Sprong Returns and Scores
Detroit went up again when former Kraken forward Daniel Sprong scored his 15th goal of the season before the second intermission. Sprong’s quick-release shot, off a sudden 2-on-1 rush during a Seattle shift change, ricocheted off the right post and then past a sprawling Joey Daccord. Sprong showed little emotion after the score, but it did appear he was working hard to keep the stoic face.
The former Seattle fourth-liner is filling the same role for Detroit, averaging a bit under 13 minutes of time on ice per game but standing as the Red Wings’ fourth-leading scorer with 20 assists to go with the goals. Detroit GM Steve Yzerman has been clear he admired the scoring-depth playoff roster Kraken GM Ron Francis built last season. Sprong was a free-agent signing and he is one of 11 Red Wings with 10 goals or more on the season.
Keeping It Real (Close)
Both goaltenders kept their teams in the game at various points in the first 40 minutes. Detroit's Alex Lyon faced 11 Grade-A scoring chances in that timeframe while Daccord sorted through seven high-danger chances. Lyon was particularly impressive in a first period dominated by Seattle and then again in the second half of the middle period when the Kraken logged most of their 13 shots on goal in the frame. Lyon finished with 38 saves and handled the bulk of 14 Grade-A scoring chances with both Jared McCann and Jaden Schwartz giving the well-traveled 31-year-old credit for making big and timely saves.
With Detroit up 3-2 to start the third period, Seattle pressured to no luck against Lyon, and when Detroit countered with a couple of quality chances just three minutes into the period that Daccord turned away. Just a couple of shifts later, Jared McCann nearly notched the hat trick but Lyon got his shoulder on it.
Connecting Patrick Kane to Steve Yzerman to Ron Francis
The Kraken exhibited no trouble with early call time for Monday’s Presidents Day matinee, firing 15 shots on goal in the first period on Detroit journeyman-turned-No. 1 goaltender Alex Lyon. But the visiting Red Wings, who clearly have fans who travel to watch them on holiday weekends, scored first on young defenseman Moritz Seider’s long shot from the right point.
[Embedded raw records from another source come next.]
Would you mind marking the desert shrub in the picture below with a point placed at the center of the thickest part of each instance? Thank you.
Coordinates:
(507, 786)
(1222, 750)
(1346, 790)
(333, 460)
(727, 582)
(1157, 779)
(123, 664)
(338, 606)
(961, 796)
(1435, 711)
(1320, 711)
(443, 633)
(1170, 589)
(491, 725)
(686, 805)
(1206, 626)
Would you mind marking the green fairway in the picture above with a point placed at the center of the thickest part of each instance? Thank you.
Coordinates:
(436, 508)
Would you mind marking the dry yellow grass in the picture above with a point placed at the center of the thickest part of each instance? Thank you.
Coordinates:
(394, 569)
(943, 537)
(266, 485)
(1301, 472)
The German-born Seider was selected No. 6 overall in the 2019 NHL Draft and has blossomed into the star he was anticipated to become, having already played 219 games before he turns 23 in April. Seider was set up by Detroit winger and future Hall of Famer Patrick Kane, who waited patiently to let the play develop along the right side boards, then fed his teammates stick to tape.
It marked Kane’s 800th career assist, 14 of which have been recorded in Red Wings red-and-white, along with seven during the second half of last season with the New York Rangers, then, of course, the rest during a legendary, three-Stanley Cup run with Chicago. Kane is third all-time in assists by American NHLers, trailing only Phil Housley (894) and Mike Modano (813). He’s nearing top-30 all-time in assists but still needs another 200-plus to pass his current boss, Detroit GM and Hall of Fame player Steve Yzerman (1,063), and though his off-season hip surgery was a success (23 points in 23 games after finishing rehab), Kane is highly unlikely to get even close to the another Hall of Famer/GM on hand Monday, Kraken hockey boss Ron Francis, who is second all-time (1,249). Only Wayne Gretzky (1,963) has more.